L’œuvre de Steven Cohen peut prendre des formes plastiques ou performatives. Ses peintures ou sérigraphies sont des collages faisant cohabiter des iconographies diverses, références à l’histoire de l’art, la religion, la pop culture ou une mémoire dépareillée de l’histoire sociale. Il réalise également des meubles, restaurant et « augmentant » des objets existants — visages extatiques ou phallus sur des toiles de siège, cornes prolongeant un dossier, plumes léchant un accoudoir, etc. — notamment en rembourrant les assises et cadres anciens avec des toiles sérigraphiées et peintes à la main. Pour la création de Boudoir, il revisite ce type de techniques liées aux arts visuels qu’il a utilisé à ses débuts. Ces meubles sont souvent d’inspiration ou d’origine Art Nouveau ou Liberty, ces époques où l’excentricité, l’imitation libre des formes naturelles ou animales et l’extrême raffinement se côtoyaient dans un même objet : meubles chimériques relevant d’une alchimie aussi délicate que provocatrice par ses hardiesses formelles. Époques où la technologie naissante des premiers gramophones encourageait un spiritisme florissant et le dialogue avec les défunts. Époques qui sont aussi celles du colonialisme triomphant, des exhibitions d’êtres humains, de l’exploitation à outrance de la main-d’œuvre ouvrière au profit d’une classe bourgeoise et privilégiée, et qu’en Afrique du Sud, la domination britannique s’affirmait au prix de massacres des Zoulous et des Boers (fermiers libres franco-néerlandais) et des premiers camps de concentration, sur fond de course à l’or et de crise boursière.
C’est bien l’horizon de l’œuvre de Steven Cohen : comment le raffinement cohabite ou dialogue avec l’horreur, comment il peut en être simultanément l’expression et l’antidote.
L’artiste se confronte aux oppressions sociales, raciales et sexuelles et aux forces d’exclusion de la différence — celles qu’il connaît et a traversé comme homme blanc, sud-africain, juif et queer (plus que gay) : la mémoire du génocide des juifs comme le rejet de la différence sexuelle traversent l’ensemble de son œuvre. Il ne parle pas pour les autres — ni pour les femmes noires, ni pour les pauvres, par exemple. Mais sa dénonciation des cadres du patriarcat et des pouvoirs oppressants — depuis son point de vue donc — résonne au-delà de sa seule situation, parce qu’il révèle des structures, des machinations et des apories sociales coupables.
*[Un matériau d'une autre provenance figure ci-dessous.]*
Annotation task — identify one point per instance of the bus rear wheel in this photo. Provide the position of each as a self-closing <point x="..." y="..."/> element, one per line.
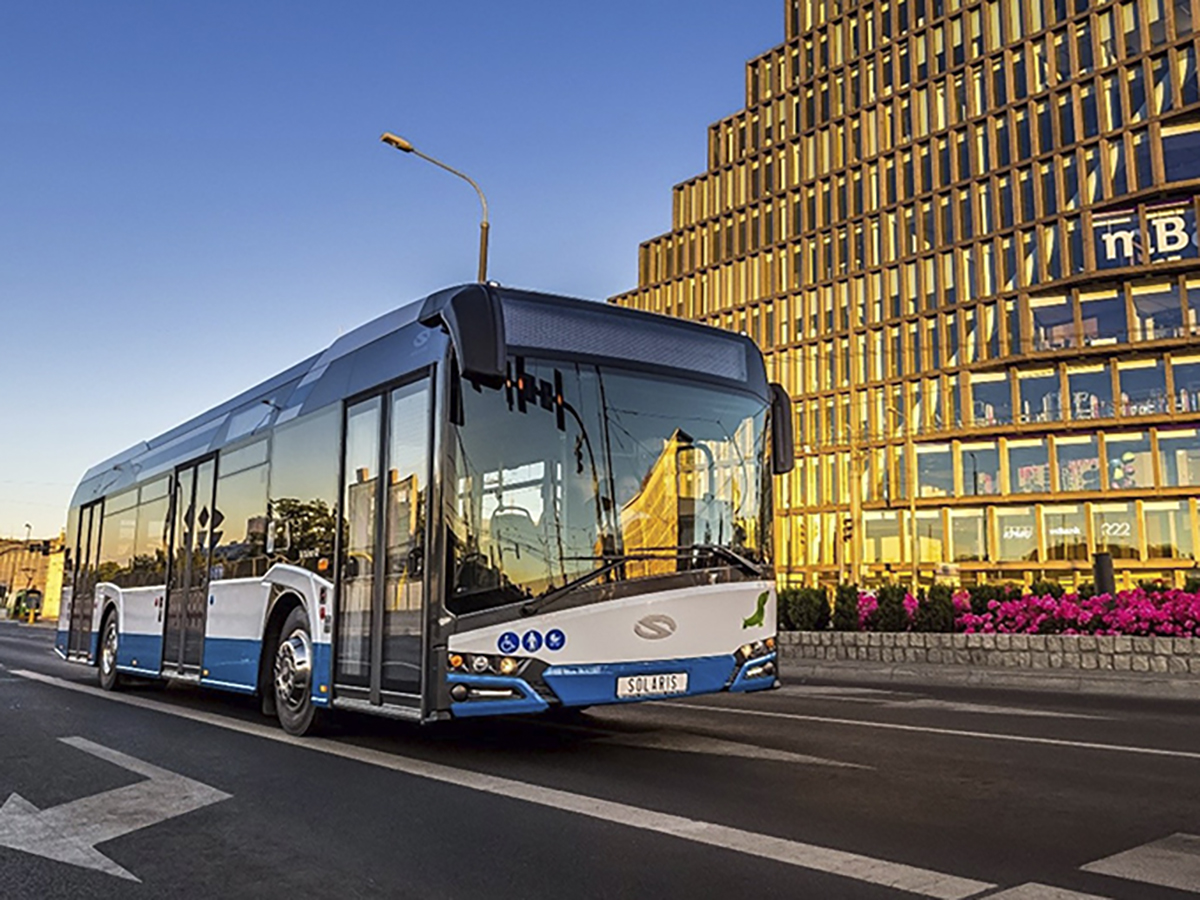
<point x="106" y="666"/>
<point x="293" y="677"/>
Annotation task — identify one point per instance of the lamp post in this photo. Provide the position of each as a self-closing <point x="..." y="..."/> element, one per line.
<point x="399" y="143"/>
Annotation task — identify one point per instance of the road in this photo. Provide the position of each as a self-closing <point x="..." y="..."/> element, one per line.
<point x="810" y="791"/>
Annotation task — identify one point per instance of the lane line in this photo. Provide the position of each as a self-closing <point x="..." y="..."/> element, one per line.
<point x="1171" y="862"/>
<point x="949" y="732"/>
<point x="1033" y="891"/>
<point x="924" y="882"/>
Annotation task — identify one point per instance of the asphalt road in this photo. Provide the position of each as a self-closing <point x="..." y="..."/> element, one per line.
<point x="811" y="791"/>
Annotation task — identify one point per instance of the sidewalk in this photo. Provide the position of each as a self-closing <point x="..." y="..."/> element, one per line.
<point x="917" y="675"/>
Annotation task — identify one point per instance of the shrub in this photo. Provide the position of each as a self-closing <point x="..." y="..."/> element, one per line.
<point x="935" y="611"/>
<point x="981" y="595"/>
<point x="892" y="612"/>
<point x="804" y="609"/>
<point x="845" y="609"/>
<point x="1047" y="588"/>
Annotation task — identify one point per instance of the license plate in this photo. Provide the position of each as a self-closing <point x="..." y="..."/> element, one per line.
<point x="655" y="685"/>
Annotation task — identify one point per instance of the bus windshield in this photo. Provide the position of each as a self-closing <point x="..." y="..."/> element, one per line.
<point x="573" y="468"/>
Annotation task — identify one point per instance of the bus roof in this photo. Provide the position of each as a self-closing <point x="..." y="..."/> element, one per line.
<point x="402" y="341"/>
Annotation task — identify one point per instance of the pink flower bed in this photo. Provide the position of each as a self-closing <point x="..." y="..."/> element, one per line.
<point x="1168" y="612"/>
<point x="1171" y="613"/>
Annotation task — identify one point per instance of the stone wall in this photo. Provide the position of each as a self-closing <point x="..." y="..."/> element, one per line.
<point x="1171" y="655"/>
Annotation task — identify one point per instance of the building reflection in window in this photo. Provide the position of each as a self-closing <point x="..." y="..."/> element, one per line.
<point x="1129" y="461"/>
<point x="1066" y="532"/>
<point x="883" y="537"/>
<point x="1091" y="391"/>
<point x="1115" y="529"/>
<point x="935" y="471"/>
<point x="1157" y="310"/>
<point x="991" y="400"/>
<point x="1168" y="526"/>
<point x="1103" y="316"/>
<point x="979" y="463"/>
<point x="969" y="535"/>
<point x="1029" y="466"/>
<point x="1079" y="462"/>
<point x="1041" y="395"/>
<point x="1017" y="535"/>
<point x="1179" y="457"/>
<point x="1186" y="371"/>
<point x="930" y="537"/>
<point x="1054" y="323"/>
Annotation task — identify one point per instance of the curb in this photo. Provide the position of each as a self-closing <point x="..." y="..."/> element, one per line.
<point x="1090" y="682"/>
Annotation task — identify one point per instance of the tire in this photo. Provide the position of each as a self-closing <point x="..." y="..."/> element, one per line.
<point x="292" y="677"/>
<point x="106" y="664"/>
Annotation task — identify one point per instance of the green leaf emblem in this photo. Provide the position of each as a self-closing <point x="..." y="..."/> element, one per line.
<point x="759" y="613"/>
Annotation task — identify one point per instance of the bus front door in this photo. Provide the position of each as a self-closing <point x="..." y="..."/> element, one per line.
<point x="381" y="619"/>
<point x="193" y="520"/>
<point x="83" y="593"/>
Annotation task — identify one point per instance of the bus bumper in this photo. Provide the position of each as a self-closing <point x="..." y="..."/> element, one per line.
<point x="585" y="685"/>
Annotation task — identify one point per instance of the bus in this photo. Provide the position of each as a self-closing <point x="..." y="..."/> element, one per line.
<point x="489" y="502"/>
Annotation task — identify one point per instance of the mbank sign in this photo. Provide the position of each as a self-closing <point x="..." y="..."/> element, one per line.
<point x="1170" y="234"/>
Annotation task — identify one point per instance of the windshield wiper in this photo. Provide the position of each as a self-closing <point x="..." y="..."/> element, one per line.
<point x="551" y="595"/>
<point x="615" y="562"/>
<point x="730" y="555"/>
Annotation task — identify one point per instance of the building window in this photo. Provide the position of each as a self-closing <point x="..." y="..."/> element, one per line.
<point x="1179" y="457"/>
<point x="1079" y="462"/>
<point x="979" y="465"/>
<point x="1168" y="526"/>
<point x="1029" y="466"/>
<point x="1186" y="371"/>
<point x="1066" y="532"/>
<point x="882" y="537"/>
<point x="1115" y="527"/>
<point x="969" y="535"/>
<point x="1091" y="391"/>
<point x="1054" y="323"/>
<point x="930" y="537"/>
<point x="935" y="471"/>
<point x="1129" y="461"/>
<point x="1181" y="149"/>
<point x="991" y="400"/>
<point x="1156" y="310"/>
<point x="1143" y="387"/>
<point x="1017" y="534"/>
<point x="1103" y="315"/>
<point x="1041" y="396"/>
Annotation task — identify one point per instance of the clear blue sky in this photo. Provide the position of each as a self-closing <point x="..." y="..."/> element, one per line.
<point x="193" y="196"/>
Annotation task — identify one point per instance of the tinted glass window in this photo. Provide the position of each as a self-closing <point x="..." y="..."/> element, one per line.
<point x="304" y="491"/>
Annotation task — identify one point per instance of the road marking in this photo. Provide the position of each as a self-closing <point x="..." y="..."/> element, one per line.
<point x="1173" y="863"/>
<point x="685" y="743"/>
<point x="924" y="882"/>
<point x="900" y="700"/>
<point x="70" y="831"/>
<point x="1042" y="892"/>
<point x="929" y="730"/>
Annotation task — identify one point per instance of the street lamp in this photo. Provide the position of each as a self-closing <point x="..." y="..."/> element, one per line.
<point x="399" y="143"/>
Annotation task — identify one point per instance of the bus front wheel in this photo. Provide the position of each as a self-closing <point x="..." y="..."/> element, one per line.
<point x="293" y="676"/>
<point x="106" y="666"/>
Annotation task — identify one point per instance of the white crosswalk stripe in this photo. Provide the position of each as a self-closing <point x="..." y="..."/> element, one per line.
<point x="1171" y="863"/>
<point x="1041" y="892"/>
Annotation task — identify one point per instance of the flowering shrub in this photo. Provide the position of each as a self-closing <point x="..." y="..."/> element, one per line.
<point x="1174" y="613"/>
<point x="1150" y="610"/>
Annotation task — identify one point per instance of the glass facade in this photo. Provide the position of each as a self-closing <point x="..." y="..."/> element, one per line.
<point x="964" y="233"/>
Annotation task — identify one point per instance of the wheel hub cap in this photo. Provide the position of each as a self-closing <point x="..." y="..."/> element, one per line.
<point x="293" y="671"/>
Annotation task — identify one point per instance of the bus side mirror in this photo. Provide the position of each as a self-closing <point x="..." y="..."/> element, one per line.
<point x="474" y="319"/>
<point x="783" y="441"/>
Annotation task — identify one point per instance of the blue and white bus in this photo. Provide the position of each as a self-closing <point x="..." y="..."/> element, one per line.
<point x="487" y="502"/>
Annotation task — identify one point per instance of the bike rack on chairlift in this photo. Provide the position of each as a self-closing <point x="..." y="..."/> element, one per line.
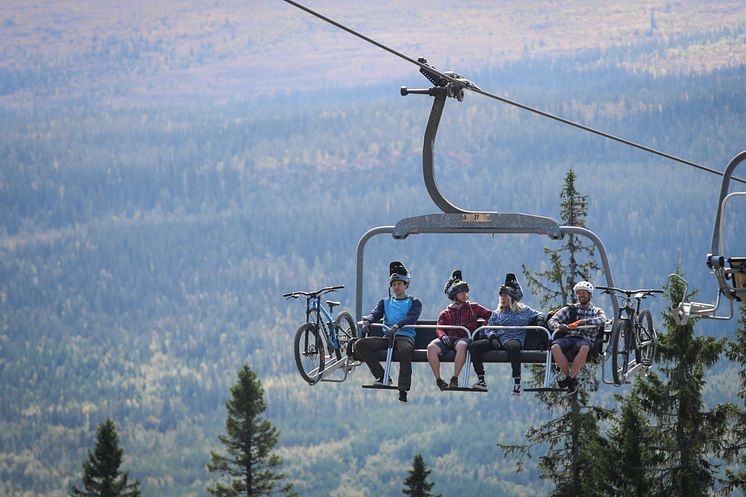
<point x="456" y="220"/>
<point x="725" y="268"/>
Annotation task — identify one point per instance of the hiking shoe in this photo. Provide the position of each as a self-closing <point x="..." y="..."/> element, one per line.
<point x="480" y="385"/>
<point x="573" y="386"/>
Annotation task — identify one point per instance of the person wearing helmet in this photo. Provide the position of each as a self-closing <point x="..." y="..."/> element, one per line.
<point x="575" y="340"/>
<point x="398" y="311"/>
<point x="509" y="312"/>
<point x="460" y="313"/>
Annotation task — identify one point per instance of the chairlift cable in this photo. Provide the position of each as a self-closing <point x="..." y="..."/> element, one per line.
<point x="470" y="86"/>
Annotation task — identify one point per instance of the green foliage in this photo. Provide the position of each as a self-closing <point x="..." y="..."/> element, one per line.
<point x="628" y="457"/>
<point x="570" y="439"/>
<point x="735" y="449"/>
<point x="686" y="434"/>
<point x="555" y="284"/>
<point x="101" y="475"/>
<point x="416" y="484"/>
<point x="250" y="467"/>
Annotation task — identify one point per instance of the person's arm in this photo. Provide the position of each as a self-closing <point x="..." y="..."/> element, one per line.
<point x="376" y="314"/>
<point x="413" y="315"/>
<point x="559" y="319"/>
<point x="598" y="319"/>
<point x="442" y="320"/>
<point x="482" y="311"/>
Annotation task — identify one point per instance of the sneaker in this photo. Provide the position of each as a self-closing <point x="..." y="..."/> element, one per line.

Et il s’exprime en tant qu’homme blanc et artiste, ce qu’il considère comme deux positions privilégiées, une forme de luxe dont il s’attache à profiter pleinement, c’est-à-dire sans compromis et sans condescendance pour lui-même. Ce luxe est à la fois celui de l’élégance et de la radicalité.
Enfin, s’il se définit comme queer, c’est pour marquer moins une catégorie d’appartenance qu’une absence d’assignation, au contraire — préférant inquiéter plutôt que revendiquer. C’est un autre aspect, essentiel, de cette œuvre protéiforme : défaire les assignations pour révéler le jeu des pouvoirs et, au même moment, réouvrir les possibles.
Défaire les assignations, cela vaut pour lui-même comme pour les êtres chers, l’histoire, l’imagerie artistique (culturelle, religieuse...). Si Steven Cohen entretient un lien si intense avec l’histoire de l’art (représentations et pratiques – religieuses, savantes comme populaires ou vernaculaires), avec l’histoire (notamment à travers les lieux qu’il choisit pour ses performances publiques) et d’une façon générale avec la mort, ce n’est jamais nostalgique ou élégiaque : au contraire, il parvient ainsi à « losing the lost », perdre la perte ou les perdus, entretenir conscience et mémoire pour faire apparaître le nouveau.
Les figures dans lesquelles il se métamorphose, étrangement semblables et toujours différentes, aussi légères que les papillons dont il s’orne des ailes, sont à la fois des tombeaux et des catalyseurs, des alephs anonymes et des sorciers de la mémoire du futur.